The project promises a complete revamp of McKelvey Park. The Water District will pay for a new baseball field, lowered 15 feet so it can double as flood basin. The plan was welcomed by local Little League teams who were promised new bleachers, a new snack shack, artificial turf and improved lighting, among other amenities. There will also be a playground structure in the revamped park, which currently does not have one.
The project will protect two-thirds of properties at risk in the event of a 100-year flood — which has a 1 percent chance of happening in any given year, said Katherine Oven, deputy operating officer for the district. Numerous property owners will be saved from the expense of buying flood insurance.

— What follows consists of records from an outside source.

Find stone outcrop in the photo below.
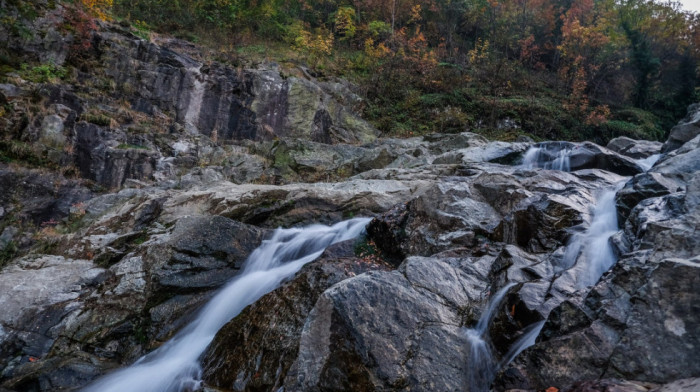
[606,136,663,159]
[661,104,700,153]
[0,4,700,392]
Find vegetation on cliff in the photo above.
[0,0,700,143]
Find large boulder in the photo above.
[203,240,394,391]
[606,136,663,159]
[285,257,492,391]
[661,103,700,153]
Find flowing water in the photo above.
[521,145,571,171]
[464,283,515,392]
[637,154,662,171]
[84,218,369,392]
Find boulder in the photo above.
[661,103,700,153]
[606,136,663,159]
[203,241,394,391]
[284,257,487,391]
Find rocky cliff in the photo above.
[0,3,700,391]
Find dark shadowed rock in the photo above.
[285,257,488,391]
[203,241,387,391]
[661,104,700,153]
[606,136,663,159]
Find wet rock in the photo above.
[571,379,656,392]
[0,255,107,377]
[652,135,700,177]
[153,216,266,292]
[495,258,700,390]
[203,241,387,391]
[606,136,663,159]
[661,104,700,153]
[615,172,685,222]
[285,257,488,391]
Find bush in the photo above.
[20,63,68,83]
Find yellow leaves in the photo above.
[335,7,357,38]
[290,23,334,57]
[365,38,391,60]
[467,38,489,64]
[80,0,114,20]
[408,4,423,23]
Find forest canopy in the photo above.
[61,0,700,141]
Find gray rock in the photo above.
[285,258,492,391]
[661,104,700,153]
[606,136,663,159]
[203,241,387,390]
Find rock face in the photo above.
[496,116,700,390]
[606,136,663,159]
[661,104,700,153]
[203,241,388,390]
[98,32,376,143]
[0,1,700,391]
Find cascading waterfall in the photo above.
[466,146,661,392]
[464,283,515,392]
[637,154,662,171]
[521,142,572,171]
[565,183,624,288]
[84,218,369,392]
[498,320,545,369]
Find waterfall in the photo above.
[499,320,545,368]
[466,183,624,392]
[637,154,662,172]
[84,218,369,392]
[464,283,515,392]
[560,183,624,288]
[521,144,571,171]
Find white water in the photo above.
[499,320,545,368]
[521,146,571,171]
[464,283,515,392]
[84,218,369,392]
[637,154,662,172]
[561,183,624,288]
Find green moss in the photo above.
[0,241,19,269]
[80,113,112,127]
[19,63,68,83]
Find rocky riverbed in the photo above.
[0,2,700,391]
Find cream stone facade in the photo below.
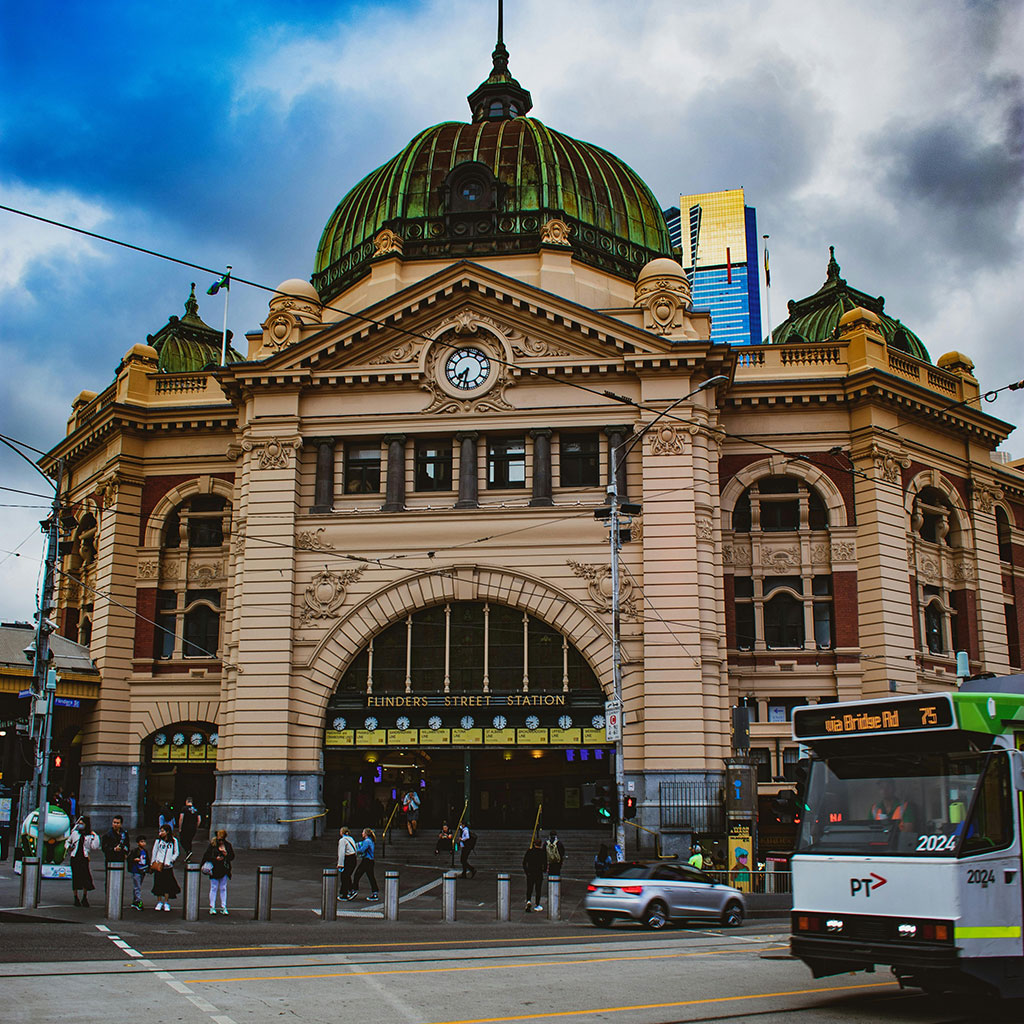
[39,51,1024,847]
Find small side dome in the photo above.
[123,344,160,362]
[637,256,690,291]
[937,351,974,377]
[270,278,319,303]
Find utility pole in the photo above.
[594,374,729,855]
[32,459,63,860]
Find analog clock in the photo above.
[444,348,490,391]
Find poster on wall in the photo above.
[729,821,754,893]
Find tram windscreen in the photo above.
[797,753,1013,857]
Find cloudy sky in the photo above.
[0,0,1024,620]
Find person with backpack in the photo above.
[401,790,420,839]
[458,821,476,879]
[544,829,565,878]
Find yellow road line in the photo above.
[189,946,788,985]
[413,981,898,1024]
[141,934,770,956]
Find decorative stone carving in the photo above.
[374,227,402,259]
[295,526,337,551]
[188,562,224,587]
[761,548,800,571]
[301,565,367,625]
[137,559,160,580]
[541,217,572,246]
[870,444,910,483]
[565,558,640,618]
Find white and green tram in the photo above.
[791,675,1024,997]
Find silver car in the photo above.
[583,861,746,928]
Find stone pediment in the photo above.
[232,263,709,380]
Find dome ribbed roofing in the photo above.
[765,246,932,362]
[312,116,672,302]
[146,283,244,374]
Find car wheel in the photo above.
[722,901,743,928]
[642,899,669,931]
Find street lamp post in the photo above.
[597,374,729,855]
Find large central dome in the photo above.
[312,41,672,301]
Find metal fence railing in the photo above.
[658,779,725,836]
[707,870,793,895]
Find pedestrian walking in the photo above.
[66,817,99,906]
[351,828,381,903]
[151,825,181,911]
[99,814,131,864]
[544,828,565,878]
[458,821,476,879]
[338,825,356,899]
[522,836,547,911]
[128,836,150,910]
[401,790,420,839]
[178,797,203,863]
[200,828,234,916]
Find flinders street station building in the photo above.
[42,44,1024,847]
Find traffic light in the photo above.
[771,790,800,824]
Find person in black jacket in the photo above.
[201,828,234,914]
[522,836,548,910]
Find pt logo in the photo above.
[850,871,889,898]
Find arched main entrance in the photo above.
[324,600,612,828]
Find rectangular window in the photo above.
[558,433,601,487]
[416,440,452,490]
[487,437,526,490]
[345,444,381,495]
[154,590,178,657]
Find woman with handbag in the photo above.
[202,828,234,916]
[66,818,99,906]
[151,824,181,911]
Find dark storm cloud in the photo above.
[869,78,1024,266]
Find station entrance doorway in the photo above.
[324,746,614,831]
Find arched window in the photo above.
[732,474,836,650]
[338,601,600,693]
[995,505,1014,562]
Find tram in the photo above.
[791,675,1024,998]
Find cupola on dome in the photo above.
[312,30,672,302]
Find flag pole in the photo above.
[220,265,231,366]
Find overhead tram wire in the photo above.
[0,204,1024,509]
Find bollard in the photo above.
[384,871,398,921]
[441,871,456,921]
[20,857,40,910]
[181,863,203,921]
[548,874,562,921]
[497,871,512,921]
[106,860,125,921]
[253,864,273,921]
[321,867,338,921]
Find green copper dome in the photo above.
[312,117,672,301]
[765,246,932,362]
[146,284,244,374]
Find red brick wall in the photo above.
[833,572,860,647]
[135,587,157,660]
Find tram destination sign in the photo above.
[793,693,955,739]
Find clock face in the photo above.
[444,348,490,391]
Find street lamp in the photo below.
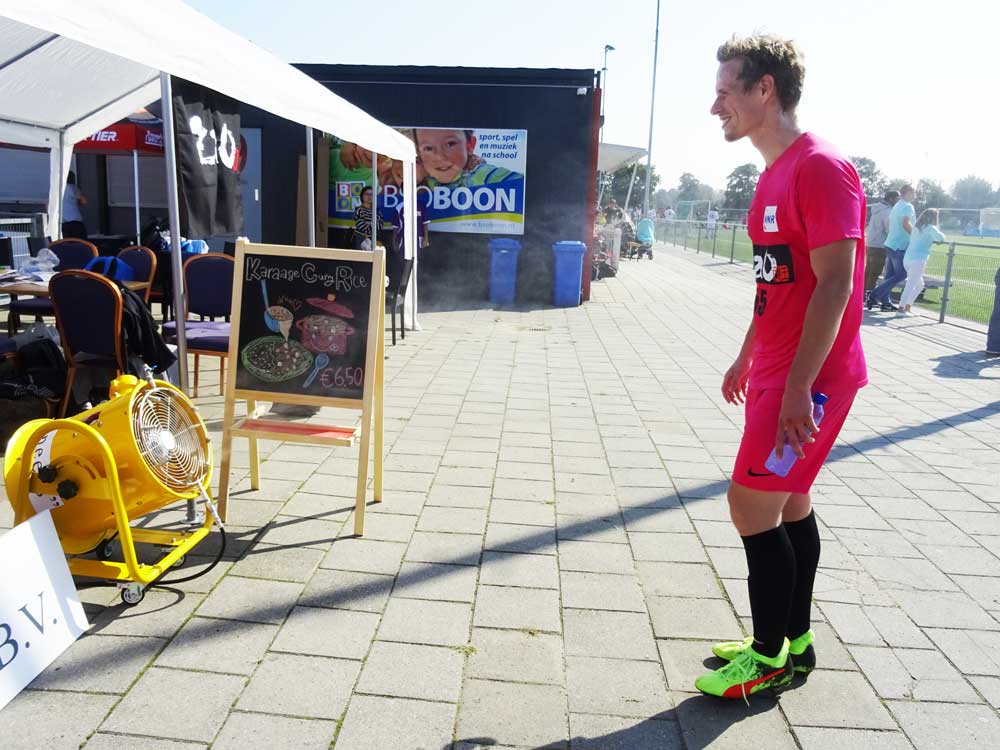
[601,44,615,135]
[597,44,615,203]
[642,0,660,216]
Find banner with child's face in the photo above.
[329,128,528,234]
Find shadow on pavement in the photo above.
[43,401,988,728]
[452,682,788,750]
[931,352,1000,380]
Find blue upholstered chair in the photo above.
[163,253,236,398]
[7,240,97,336]
[49,270,126,417]
[118,245,156,307]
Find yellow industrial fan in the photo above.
[4,375,221,605]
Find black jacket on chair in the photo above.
[118,284,177,372]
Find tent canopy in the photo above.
[597,143,646,172]
[0,0,415,226]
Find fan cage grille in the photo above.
[132,388,208,492]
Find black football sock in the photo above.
[741,526,795,658]
[782,511,820,639]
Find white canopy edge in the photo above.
[597,143,646,172]
[0,0,416,162]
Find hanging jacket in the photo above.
[118,284,177,374]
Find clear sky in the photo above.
[187,0,1000,194]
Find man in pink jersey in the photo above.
[695,35,867,699]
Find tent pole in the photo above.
[406,161,423,331]
[132,148,142,245]
[622,162,639,211]
[372,151,381,252]
[160,72,188,393]
[306,128,316,247]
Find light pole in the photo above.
[597,44,615,203]
[642,0,660,216]
[601,44,615,141]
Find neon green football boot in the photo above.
[694,638,795,703]
[712,630,816,674]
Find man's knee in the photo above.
[726,482,788,536]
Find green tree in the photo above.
[604,164,660,208]
[951,175,996,208]
[851,156,888,198]
[722,164,760,208]
[652,188,674,211]
[677,172,703,201]
[917,179,951,210]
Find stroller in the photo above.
[620,219,655,260]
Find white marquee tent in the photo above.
[0,0,416,394]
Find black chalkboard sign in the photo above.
[230,245,384,403]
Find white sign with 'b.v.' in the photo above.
[0,511,90,709]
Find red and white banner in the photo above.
[76,122,163,156]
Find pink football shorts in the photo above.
[733,388,858,494]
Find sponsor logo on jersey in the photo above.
[764,206,778,232]
[753,245,795,284]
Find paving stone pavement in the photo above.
[0,246,1000,750]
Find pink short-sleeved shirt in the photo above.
[747,133,868,393]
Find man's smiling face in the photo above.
[711,59,765,142]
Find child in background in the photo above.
[415,128,524,188]
[899,208,944,315]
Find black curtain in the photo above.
[171,78,244,239]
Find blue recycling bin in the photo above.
[490,238,521,305]
[552,242,587,307]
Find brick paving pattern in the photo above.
[0,247,1000,750]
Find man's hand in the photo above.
[774,388,819,458]
[722,358,750,405]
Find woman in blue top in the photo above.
[899,208,944,315]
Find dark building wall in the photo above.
[262,65,594,303]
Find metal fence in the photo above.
[0,213,45,268]
[656,220,1000,330]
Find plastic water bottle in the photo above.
[764,393,830,477]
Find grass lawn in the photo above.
[658,222,1000,323]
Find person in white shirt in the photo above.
[707,208,719,237]
[62,170,87,240]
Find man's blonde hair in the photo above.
[716,34,806,112]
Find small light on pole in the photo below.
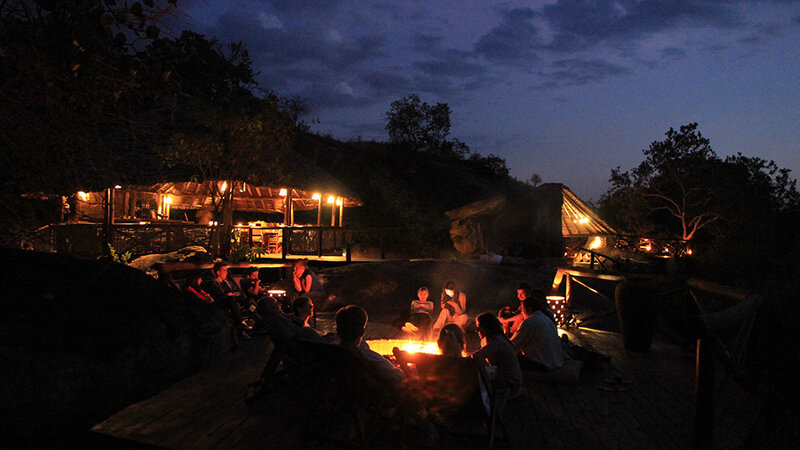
[311,192,322,226]
[336,197,344,227]
[328,195,336,226]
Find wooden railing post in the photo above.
[344,230,353,262]
[281,227,292,260]
[694,335,715,449]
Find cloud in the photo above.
[661,47,686,61]
[539,58,632,88]
[474,8,539,65]
[542,0,743,52]
[739,23,784,45]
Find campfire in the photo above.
[367,339,441,355]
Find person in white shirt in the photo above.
[433,281,469,336]
[511,297,564,372]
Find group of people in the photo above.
[403,281,564,389]
[180,260,323,339]
[174,260,564,389]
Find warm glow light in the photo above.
[547,295,567,326]
[367,339,441,355]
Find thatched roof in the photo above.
[561,185,617,237]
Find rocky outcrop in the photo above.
[446,184,564,258]
[0,249,232,447]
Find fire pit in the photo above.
[367,339,441,356]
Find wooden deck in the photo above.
[93,317,760,449]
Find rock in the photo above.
[128,245,213,276]
[446,183,564,259]
[0,249,232,447]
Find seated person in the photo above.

In recent months there has been renewed opposition to using the front portion of Cuesta Annex for a flood basin, although the Mountain View City Council approved the basin as part of a broader conceptual plan for the Annex in 2008. Much of the opposition has to do with a handful of old trees in the Annex that will be removed in order to make way for the flood basin. The basin will cover 7.5 acres and reach a depth of 21.5 feet deep in some places. Water District officials have promised to make improvements to the Annex, including new trails and landscaping.
The project, which Santa Clara Valley Water District planners estimate will cost about $40 million, will be funded by the Clean, Safe Creeks and Natural Flood Protection Act approved by voters in 2000. The approved project expands on the original goal of protecting 1,600 properties.
An environmental impact report for the project was approved in June. It showed little environmental impact from the project aside from construction noise and traffic from trucks carrying loads of dirt from the Annex and Blach Middle School down Grant Road.
Oven said she is excited that the project is moving forward.
"When that big flood comes, everybody will realize that this is important that we did this, because we staved off disaster by putting these measures in place," she said.
The Water District reported in November that the entire project would likely take five to six years to complete, with individual projects taking six months to two years.